The recent macroeconomic crises in many Asian (1997–99) and Latin American (1994–95, 1999) countries have prompted many countries to reassess the adequacy of their social safety nets to assist poor and vulnerable population groups. Similarly, the waves of natural disasters and the economic and social consequences that have afflicted Africa and many countries in Central America and South Asia over the past two decades also suggest the need for a more effective response to crises.
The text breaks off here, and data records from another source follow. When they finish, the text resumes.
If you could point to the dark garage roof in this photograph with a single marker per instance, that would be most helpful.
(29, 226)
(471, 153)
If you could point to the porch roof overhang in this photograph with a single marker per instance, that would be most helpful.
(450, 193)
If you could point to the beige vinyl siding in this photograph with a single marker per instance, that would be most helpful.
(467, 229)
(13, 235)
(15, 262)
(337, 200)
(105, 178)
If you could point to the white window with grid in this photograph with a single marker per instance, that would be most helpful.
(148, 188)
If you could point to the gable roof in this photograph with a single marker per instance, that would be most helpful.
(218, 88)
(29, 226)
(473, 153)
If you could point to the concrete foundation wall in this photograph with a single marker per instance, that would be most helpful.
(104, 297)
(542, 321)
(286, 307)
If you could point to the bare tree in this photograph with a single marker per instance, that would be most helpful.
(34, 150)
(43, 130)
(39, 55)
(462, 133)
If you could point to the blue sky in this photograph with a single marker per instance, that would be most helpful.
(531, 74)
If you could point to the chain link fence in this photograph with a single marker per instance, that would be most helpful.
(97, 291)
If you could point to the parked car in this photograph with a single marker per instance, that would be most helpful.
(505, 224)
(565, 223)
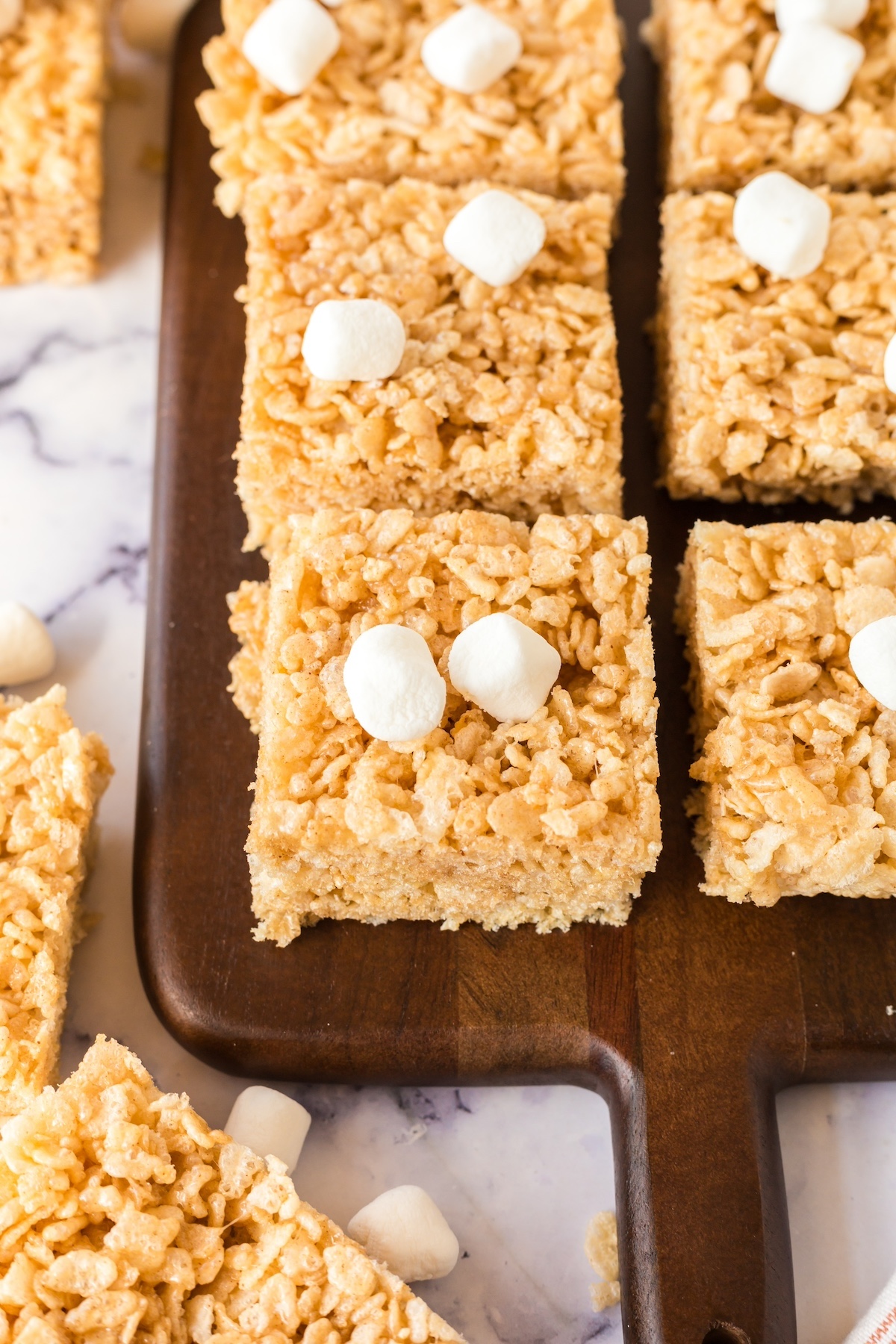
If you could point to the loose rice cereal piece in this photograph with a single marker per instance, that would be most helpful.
(553, 124)
(797, 762)
(128, 1219)
(774, 389)
(52, 779)
(505, 396)
(548, 821)
(52, 87)
(723, 127)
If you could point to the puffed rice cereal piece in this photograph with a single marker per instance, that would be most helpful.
(52, 779)
(505, 396)
(797, 761)
(52, 89)
(128, 1219)
(774, 389)
(544, 821)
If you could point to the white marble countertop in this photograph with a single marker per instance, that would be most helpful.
(517, 1171)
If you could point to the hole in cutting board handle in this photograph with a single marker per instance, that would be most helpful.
(722, 1332)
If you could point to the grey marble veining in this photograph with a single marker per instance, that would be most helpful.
(517, 1171)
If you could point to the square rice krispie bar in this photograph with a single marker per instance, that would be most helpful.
(508, 396)
(548, 821)
(797, 761)
(722, 125)
(774, 389)
(52, 779)
(52, 89)
(553, 124)
(129, 1219)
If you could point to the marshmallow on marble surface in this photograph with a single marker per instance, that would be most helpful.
(496, 237)
(837, 13)
(26, 650)
(270, 1124)
(872, 653)
(11, 13)
(151, 25)
(290, 42)
(406, 1230)
(472, 50)
(354, 340)
(504, 667)
(394, 687)
(813, 66)
(782, 225)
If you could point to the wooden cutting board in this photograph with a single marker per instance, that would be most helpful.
(688, 1021)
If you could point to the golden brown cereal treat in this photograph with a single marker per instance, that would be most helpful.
(548, 821)
(551, 124)
(129, 1219)
(52, 87)
(774, 389)
(797, 761)
(508, 398)
(722, 127)
(52, 779)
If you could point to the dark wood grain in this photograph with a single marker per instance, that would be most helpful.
(687, 1021)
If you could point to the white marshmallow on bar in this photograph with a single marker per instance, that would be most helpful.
(782, 225)
(504, 667)
(406, 1230)
(290, 42)
(813, 66)
(354, 340)
(26, 650)
(394, 687)
(839, 13)
(470, 50)
(270, 1124)
(496, 237)
(872, 653)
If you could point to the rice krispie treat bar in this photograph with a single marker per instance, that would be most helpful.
(544, 821)
(774, 389)
(52, 779)
(505, 396)
(52, 87)
(723, 127)
(128, 1218)
(797, 761)
(553, 124)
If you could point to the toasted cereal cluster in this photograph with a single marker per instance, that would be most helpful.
(554, 122)
(723, 127)
(52, 87)
(505, 396)
(52, 779)
(547, 821)
(775, 389)
(798, 788)
(128, 1219)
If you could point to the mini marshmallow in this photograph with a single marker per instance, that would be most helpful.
(11, 13)
(782, 225)
(496, 237)
(872, 653)
(813, 66)
(837, 13)
(270, 1124)
(394, 685)
(354, 340)
(406, 1231)
(504, 667)
(26, 648)
(151, 25)
(290, 42)
(470, 50)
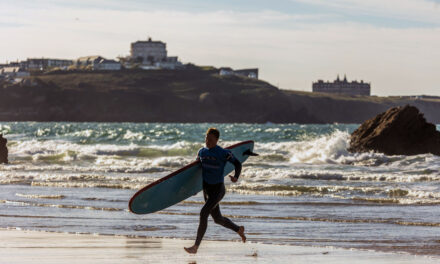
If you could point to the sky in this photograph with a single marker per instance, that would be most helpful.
(392, 44)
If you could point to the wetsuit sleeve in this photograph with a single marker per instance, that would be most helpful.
(198, 155)
(236, 162)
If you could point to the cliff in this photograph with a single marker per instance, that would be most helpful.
(192, 95)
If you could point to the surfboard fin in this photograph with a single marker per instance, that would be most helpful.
(249, 153)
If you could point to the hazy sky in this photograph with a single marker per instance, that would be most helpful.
(394, 44)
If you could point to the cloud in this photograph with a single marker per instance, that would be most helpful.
(416, 10)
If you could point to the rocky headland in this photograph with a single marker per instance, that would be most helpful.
(398, 131)
(191, 95)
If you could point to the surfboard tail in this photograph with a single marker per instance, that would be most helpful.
(249, 153)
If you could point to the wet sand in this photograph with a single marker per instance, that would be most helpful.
(45, 247)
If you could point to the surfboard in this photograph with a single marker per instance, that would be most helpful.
(181, 184)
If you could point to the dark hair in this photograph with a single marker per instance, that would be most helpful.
(213, 131)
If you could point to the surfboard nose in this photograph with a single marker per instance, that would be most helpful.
(249, 153)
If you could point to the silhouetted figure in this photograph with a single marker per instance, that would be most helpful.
(3, 150)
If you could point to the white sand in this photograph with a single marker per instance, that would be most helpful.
(43, 247)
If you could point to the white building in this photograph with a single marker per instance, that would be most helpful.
(98, 63)
(250, 73)
(43, 64)
(148, 51)
(14, 72)
(107, 65)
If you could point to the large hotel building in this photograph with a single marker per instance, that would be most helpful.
(342, 87)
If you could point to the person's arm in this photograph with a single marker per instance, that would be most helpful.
(237, 166)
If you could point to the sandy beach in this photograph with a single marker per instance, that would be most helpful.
(19, 246)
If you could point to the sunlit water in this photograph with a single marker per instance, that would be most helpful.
(303, 189)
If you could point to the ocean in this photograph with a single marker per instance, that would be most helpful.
(303, 189)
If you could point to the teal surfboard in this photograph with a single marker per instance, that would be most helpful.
(180, 184)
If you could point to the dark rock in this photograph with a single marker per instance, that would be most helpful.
(3, 150)
(398, 131)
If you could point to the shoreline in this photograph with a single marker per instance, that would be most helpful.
(25, 246)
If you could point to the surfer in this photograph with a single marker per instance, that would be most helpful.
(213, 159)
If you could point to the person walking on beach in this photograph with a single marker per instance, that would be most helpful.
(213, 159)
(3, 150)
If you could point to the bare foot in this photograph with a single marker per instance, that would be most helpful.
(191, 250)
(241, 233)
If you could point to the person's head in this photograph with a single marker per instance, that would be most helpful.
(212, 136)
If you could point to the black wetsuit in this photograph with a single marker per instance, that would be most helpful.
(213, 194)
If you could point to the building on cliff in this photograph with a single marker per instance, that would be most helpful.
(152, 55)
(14, 72)
(250, 73)
(98, 63)
(42, 64)
(342, 87)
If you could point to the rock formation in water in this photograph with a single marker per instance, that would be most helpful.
(398, 131)
(3, 150)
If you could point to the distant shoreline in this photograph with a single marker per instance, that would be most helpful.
(184, 96)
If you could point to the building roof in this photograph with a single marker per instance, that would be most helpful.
(108, 61)
(86, 58)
The widespread covariate nature of natural disasters and economic crises has implications for the ways in which the shocks are transmitted to households as well as how households are able to prepare and respond. Economic crises are manifest in a variety of ways that can disproportionately hurt the poor, including increasing unemployment or declining wages, relative price changes such as increased prices of food, and lower returns on physical and financial assets. Natural disasters such as earthquakes, floods, hurricanes and droughts wreak significant physical destruction and loss of life and can also lead to regional health, harvest, and food price shocks. The effects on the poor and vulnerable are often exacerbated by cuts in public spending on the social sectors particularly following economic crises, along with a longer term erosion of social capital within communities, marked by increasing crime and violence.
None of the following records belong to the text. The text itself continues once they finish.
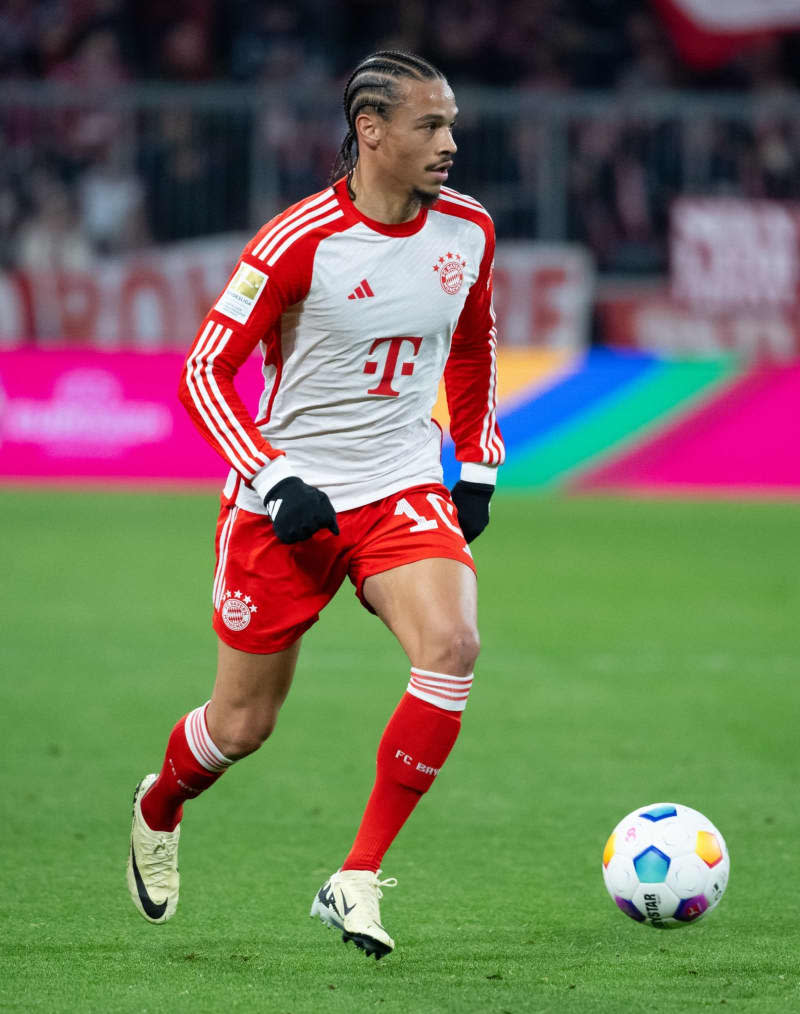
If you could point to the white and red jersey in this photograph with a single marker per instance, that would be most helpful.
(357, 320)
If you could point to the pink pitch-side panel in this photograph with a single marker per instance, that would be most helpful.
(91, 415)
(746, 439)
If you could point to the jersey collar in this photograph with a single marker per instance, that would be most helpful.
(402, 229)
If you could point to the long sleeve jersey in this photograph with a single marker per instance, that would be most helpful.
(357, 321)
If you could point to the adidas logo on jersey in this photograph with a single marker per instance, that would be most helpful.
(362, 290)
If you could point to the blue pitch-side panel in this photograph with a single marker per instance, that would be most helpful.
(600, 374)
(659, 812)
(651, 866)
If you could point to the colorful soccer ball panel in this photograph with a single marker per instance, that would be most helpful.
(651, 866)
(629, 909)
(692, 909)
(659, 812)
(708, 848)
(665, 865)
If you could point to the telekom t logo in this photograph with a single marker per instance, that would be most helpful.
(392, 351)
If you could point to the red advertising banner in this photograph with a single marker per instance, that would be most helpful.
(732, 254)
(157, 299)
(651, 320)
(734, 285)
(709, 32)
(82, 414)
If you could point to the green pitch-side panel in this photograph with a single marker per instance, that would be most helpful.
(620, 421)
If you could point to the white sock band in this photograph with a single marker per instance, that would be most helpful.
(201, 743)
(449, 693)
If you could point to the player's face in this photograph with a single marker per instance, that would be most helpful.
(418, 147)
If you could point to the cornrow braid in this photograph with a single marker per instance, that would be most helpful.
(374, 83)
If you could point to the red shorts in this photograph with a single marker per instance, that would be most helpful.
(267, 594)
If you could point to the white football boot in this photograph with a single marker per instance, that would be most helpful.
(348, 900)
(152, 864)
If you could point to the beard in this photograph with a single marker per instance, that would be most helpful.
(426, 198)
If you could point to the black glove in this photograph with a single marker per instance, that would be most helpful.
(471, 502)
(298, 510)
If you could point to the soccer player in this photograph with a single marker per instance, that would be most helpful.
(360, 297)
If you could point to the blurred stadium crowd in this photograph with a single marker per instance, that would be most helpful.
(80, 183)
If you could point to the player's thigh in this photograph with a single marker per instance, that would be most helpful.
(268, 594)
(248, 692)
(431, 606)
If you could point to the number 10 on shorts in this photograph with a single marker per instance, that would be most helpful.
(440, 506)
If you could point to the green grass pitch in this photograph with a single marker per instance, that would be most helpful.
(634, 651)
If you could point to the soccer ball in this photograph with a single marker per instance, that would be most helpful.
(665, 865)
Individuals and households respond to these shocks differently. Many take on additional work often in the low-paying informal sector or shift production. Some adjust food consumption patterns, reducing their productivity and increasing their vulnerability to longer-term malnutrition and illness. Other families reduce education expenditures and try to increase income by sending their children to work rather than school. Still others cut back on health expenditures by delaying visits to clinics until it is too late. Women tend to suffer disproportionately as they lose their jobs first, and often provide for their families before themselves. In addition, informal and group-based coping mechanisms that form the backbone of most safety nets for the vulnerable tend to be insufficient and may be unsustainable in the face of a large covariate shock due to an inability to adequately diversify risks.
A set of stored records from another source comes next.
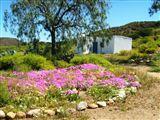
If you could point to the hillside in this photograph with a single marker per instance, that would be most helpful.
(136, 27)
(6, 41)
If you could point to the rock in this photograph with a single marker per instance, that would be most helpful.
(82, 106)
(101, 104)
(34, 113)
(71, 110)
(61, 111)
(49, 112)
(92, 106)
(20, 114)
(11, 115)
(2, 114)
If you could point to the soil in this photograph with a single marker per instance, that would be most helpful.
(145, 105)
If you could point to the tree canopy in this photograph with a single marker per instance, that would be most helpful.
(155, 7)
(60, 18)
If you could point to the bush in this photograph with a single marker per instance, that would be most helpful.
(27, 62)
(91, 58)
(148, 48)
(4, 94)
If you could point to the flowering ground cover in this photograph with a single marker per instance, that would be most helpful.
(80, 77)
(55, 88)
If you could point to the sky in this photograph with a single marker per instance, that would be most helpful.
(120, 13)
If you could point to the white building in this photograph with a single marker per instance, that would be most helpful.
(100, 45)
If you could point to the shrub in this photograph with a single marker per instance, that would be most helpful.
(27, 62)
(148, 48)
(4, 94)
(91, 58)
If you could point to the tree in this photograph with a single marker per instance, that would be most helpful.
(60, 18)
(155, 7)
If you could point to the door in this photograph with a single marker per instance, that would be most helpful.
(95, 47)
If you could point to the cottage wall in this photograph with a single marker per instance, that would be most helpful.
(115, 45)
(122, 43)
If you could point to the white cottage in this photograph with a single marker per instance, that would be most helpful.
(100, 45)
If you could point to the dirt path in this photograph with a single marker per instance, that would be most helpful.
(145, 105)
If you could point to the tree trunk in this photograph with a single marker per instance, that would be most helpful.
(53, 49)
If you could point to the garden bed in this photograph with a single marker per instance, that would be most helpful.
(60, 89)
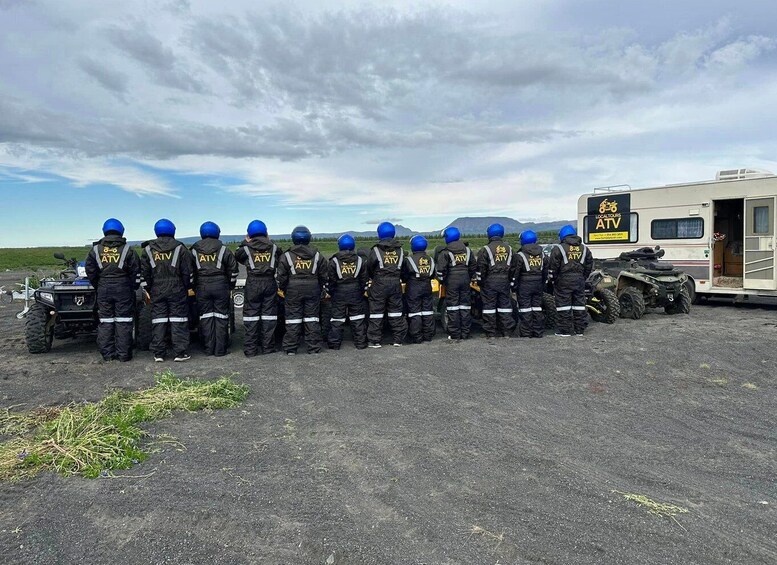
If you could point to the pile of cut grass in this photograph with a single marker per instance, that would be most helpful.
(94, 439)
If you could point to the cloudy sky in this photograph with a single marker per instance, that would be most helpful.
(344, 115)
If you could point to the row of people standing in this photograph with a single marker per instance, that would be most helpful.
(168, 270)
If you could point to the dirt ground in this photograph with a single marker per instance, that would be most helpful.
(429, 454)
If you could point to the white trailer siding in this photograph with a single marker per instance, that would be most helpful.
(695, 254)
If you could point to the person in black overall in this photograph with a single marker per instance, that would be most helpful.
(455, 269)
(496, 268)
(168, 271)
(384, 268)
(347, 280)
(570, 264)
(530, 276)
(260, 309)
(113, 268)
(215, 276)
(417, 274)
(302, 274)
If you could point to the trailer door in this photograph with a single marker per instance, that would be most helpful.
(759, 270)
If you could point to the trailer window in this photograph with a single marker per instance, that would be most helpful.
(761, 219)
(679, 228)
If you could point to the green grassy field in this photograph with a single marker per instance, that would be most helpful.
(42, 258)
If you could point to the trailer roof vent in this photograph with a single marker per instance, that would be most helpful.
(739, 174)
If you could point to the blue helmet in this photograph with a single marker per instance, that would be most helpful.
(346, 242)
(418, 243)
(164, 227)
(566, 231)
(495, 230)
(210, 229)
(255, 228)
(528, 237)
(386, 230)
(112, 224)
(451, 234)
(300, 235)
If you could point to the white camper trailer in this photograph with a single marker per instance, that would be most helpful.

A public social safety net can be an important counter-cyclical tool to help protect the incomes and human capital investments of the poor and vulnerable in times of crisis. Effective social safety nets must be able to respond in a timely and flexibly manner to changing needs without relying extensively on administrative discretion. Setting up safety nets during a crisis is difficult. Increasing evidence suggests that it is better to have mechanisms in place beforehand that can be scaled up (and down) as needed.